You can “fine-tune” group filtering per project level, or globally (user wide). To tune group filtering on project level, few steps more is needed. First, tell Heimdall where the group filter file configurations are:

Create .mvn/maven.config (or add to, if already exist) following entry:

-Dheimdall.groupId.basedir=${session.rootDirectory}/.mvn/rrf/

This will make Heimdall to look for group filter configurations in this repository (it is top level .mvn/rrf). Next, create filter rules/configurations. You build may contain other remote repository definitions, or even more, your dependency may pull in POM that defines one, making Maven “wander off”. To figure out all remote repositories in play on your build, run this command:

$ mvn toolbox:list-repositories

This will list all the repositories considered to pull dependencies. Now that you know the list of repositories, you can simply prepare filters as well: each file has path like this:

.mvn/rrf/groupId-${repositoryId}.txt

If the file is matched with remote repository ID, it is loaded up and used. For repositories not having matched file, no groupId filtering happens.

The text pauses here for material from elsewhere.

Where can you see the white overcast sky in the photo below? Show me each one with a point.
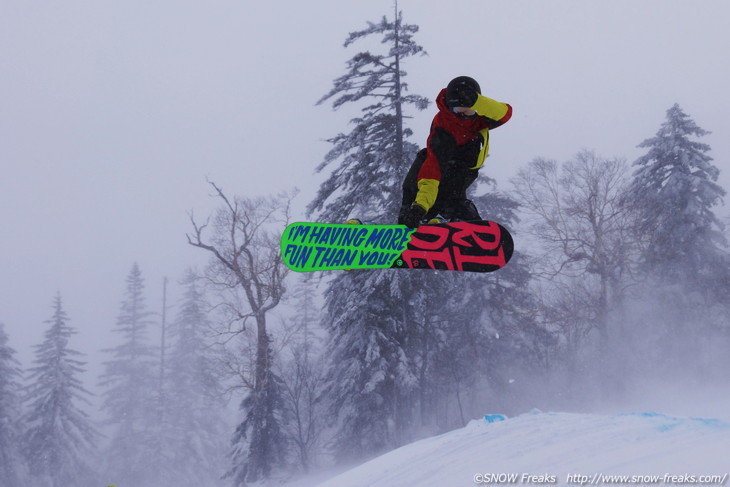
(113, 114)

Contents of the file list Maven groupIDs with some extra information, examples below (numbering should NOT be in file, is just for reference):

com.atlassian         (1)
=com.atlassian        (2)
!com.atlassian.foo    (3)
!=com.atlassian.foo   (4)

Legend:

First line means: allow groupId com.atlassian and all below (so, com.atlassian.foo as well etc).
Second line means: allow groupIdcom.atlassian exactly and only and nothing below.
Third line means: disallow groupId com.atlassian.foo and all below.
Fourth line means: disallow groupId com.atlassian.foo exactly and only.